PROJECTS
PDF Medical Cosmetic Laser Image Processor
System Overview
Bolton Engineering Inc constructed the Medical Image Processor around two Analog Devices Dual Blackfin Processors. One Blackfin captures an image from a VGA-size color CMOS imager using one of its PPIs (Programmable Parallel Interfaces), the other Blackfin outputs the processed image with a User Interface overlay to an inexpensive PDA-sized (320 x 320) color TFT LCD over one of its PPIs. The two Blackfins are linked together via their second PPIs. The image-processing algorithm -- designed and coded by Palomar -- is pipelined to divide the processing into several stages and processed by the four Blackfin cores. Each processor has 8megabytes of external Flash memory and 16megabytes of external SDRAM. Four A/D channels, four programmable LED current sources, several keyboard input lines, and a dozen general-purpose I/O lines interface to external system elements.

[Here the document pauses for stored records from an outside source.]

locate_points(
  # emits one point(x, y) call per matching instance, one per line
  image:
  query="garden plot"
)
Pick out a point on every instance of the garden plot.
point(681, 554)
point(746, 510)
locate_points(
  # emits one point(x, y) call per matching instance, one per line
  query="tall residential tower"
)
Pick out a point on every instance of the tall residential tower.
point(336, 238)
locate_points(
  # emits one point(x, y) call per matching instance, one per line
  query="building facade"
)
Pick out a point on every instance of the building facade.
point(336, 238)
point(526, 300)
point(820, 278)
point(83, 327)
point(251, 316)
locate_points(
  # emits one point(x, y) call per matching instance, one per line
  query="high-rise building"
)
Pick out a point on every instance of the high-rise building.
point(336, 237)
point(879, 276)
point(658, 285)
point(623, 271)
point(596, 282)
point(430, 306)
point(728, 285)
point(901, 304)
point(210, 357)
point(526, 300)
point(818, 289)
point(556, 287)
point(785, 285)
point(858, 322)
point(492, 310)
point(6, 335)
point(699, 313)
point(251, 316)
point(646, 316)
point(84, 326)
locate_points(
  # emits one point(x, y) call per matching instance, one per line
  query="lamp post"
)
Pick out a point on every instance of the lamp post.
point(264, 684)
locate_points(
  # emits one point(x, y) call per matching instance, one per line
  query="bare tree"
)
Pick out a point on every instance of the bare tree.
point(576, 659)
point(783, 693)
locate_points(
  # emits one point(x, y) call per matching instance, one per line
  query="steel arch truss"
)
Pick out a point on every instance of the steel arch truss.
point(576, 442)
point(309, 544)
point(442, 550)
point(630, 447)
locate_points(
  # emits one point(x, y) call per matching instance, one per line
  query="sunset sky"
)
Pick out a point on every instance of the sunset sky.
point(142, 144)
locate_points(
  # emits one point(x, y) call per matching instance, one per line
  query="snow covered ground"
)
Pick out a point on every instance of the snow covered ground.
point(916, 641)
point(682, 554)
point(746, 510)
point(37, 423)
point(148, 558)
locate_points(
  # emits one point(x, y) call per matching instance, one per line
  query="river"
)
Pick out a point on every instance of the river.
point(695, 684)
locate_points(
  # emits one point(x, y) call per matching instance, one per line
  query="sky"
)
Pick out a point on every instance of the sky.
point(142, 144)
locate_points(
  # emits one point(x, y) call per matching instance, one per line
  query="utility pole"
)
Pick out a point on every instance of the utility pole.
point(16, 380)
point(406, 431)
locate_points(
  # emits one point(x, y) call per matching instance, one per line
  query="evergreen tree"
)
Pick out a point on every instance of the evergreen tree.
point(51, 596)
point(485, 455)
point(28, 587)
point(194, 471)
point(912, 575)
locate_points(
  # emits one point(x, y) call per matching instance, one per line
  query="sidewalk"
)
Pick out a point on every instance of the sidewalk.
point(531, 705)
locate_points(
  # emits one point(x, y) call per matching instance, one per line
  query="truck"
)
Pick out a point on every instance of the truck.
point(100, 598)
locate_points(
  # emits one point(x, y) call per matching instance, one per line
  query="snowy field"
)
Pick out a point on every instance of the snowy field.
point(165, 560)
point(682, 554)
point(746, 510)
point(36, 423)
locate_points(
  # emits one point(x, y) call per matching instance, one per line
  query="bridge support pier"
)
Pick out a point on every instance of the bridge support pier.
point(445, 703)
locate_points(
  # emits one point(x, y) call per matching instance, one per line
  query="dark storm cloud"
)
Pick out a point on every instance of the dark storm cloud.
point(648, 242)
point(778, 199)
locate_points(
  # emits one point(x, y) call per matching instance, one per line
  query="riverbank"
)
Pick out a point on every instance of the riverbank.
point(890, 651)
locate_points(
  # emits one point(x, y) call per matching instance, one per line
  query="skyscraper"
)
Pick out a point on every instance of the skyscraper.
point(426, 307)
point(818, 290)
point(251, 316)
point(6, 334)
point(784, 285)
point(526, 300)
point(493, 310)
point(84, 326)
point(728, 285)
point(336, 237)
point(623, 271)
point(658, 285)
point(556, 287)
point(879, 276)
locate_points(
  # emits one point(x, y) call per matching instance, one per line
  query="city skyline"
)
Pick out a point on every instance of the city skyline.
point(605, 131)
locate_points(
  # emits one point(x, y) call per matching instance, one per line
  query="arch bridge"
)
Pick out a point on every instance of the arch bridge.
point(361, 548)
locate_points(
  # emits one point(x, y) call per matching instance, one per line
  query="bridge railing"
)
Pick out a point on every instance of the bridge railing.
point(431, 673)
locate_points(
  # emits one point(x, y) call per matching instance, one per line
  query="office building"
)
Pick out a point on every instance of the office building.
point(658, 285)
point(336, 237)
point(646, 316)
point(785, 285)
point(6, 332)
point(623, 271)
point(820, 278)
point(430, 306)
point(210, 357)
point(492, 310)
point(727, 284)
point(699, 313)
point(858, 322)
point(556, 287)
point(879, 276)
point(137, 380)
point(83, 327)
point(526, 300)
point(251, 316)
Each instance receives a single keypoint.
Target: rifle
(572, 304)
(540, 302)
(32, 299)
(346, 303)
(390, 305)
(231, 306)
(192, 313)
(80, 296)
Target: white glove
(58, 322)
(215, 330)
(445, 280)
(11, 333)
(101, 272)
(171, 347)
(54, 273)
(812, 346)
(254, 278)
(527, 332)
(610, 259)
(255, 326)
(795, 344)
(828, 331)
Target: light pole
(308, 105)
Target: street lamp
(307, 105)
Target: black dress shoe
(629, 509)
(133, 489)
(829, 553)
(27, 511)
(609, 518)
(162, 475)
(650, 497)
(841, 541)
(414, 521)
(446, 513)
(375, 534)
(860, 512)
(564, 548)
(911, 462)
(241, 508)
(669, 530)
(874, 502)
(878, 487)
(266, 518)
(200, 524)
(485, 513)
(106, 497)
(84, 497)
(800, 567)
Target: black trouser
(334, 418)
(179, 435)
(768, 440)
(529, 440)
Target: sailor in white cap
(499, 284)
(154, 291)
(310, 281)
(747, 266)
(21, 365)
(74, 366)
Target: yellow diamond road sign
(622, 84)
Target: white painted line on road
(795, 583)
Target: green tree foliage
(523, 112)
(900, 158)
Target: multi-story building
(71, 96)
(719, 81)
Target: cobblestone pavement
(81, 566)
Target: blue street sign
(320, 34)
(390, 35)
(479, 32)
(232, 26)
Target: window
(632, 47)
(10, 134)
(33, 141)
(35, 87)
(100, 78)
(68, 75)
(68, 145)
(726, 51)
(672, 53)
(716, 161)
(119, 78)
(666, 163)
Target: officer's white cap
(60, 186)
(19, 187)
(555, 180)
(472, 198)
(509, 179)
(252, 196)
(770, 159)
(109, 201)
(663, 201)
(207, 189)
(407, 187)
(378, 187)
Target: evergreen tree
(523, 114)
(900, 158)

The system requires seven on-board voltages to power the Camera, Logic, DSP Cores, Memory, TFT Display and TFT backlight; the TFT display requires three of these supplies to be sequenced. Blackfin timers, coordinated with the Blackfin PPI LCD DMA data, implement the LCD timing control lines, significantly reducing the need for external logic. By synchronizing the image display to the image capture, the total latency from capture to display is kept to only two frames.
Project Scope
Bolton Engineering wrote the specification, designed the schematics, obtained vendor quotes, designed the 10-layer circuit board, wrote diagnostic and driver software in 'C', debugged the system, and delivered six working prototypes.
Palomar Medical Technologies was developing a handheld cosmetic laser surgical device and wanted to provide a real time enhanced image of the patient's internal vein structure. The system had to fit into an existing handpiece with minimal modifications, and needed to be smaller than 2.5" x 2.5". The system had to take minimal power, as there was no airflow and no space for adding a fan. The enhancement imaging software required significant processing capability.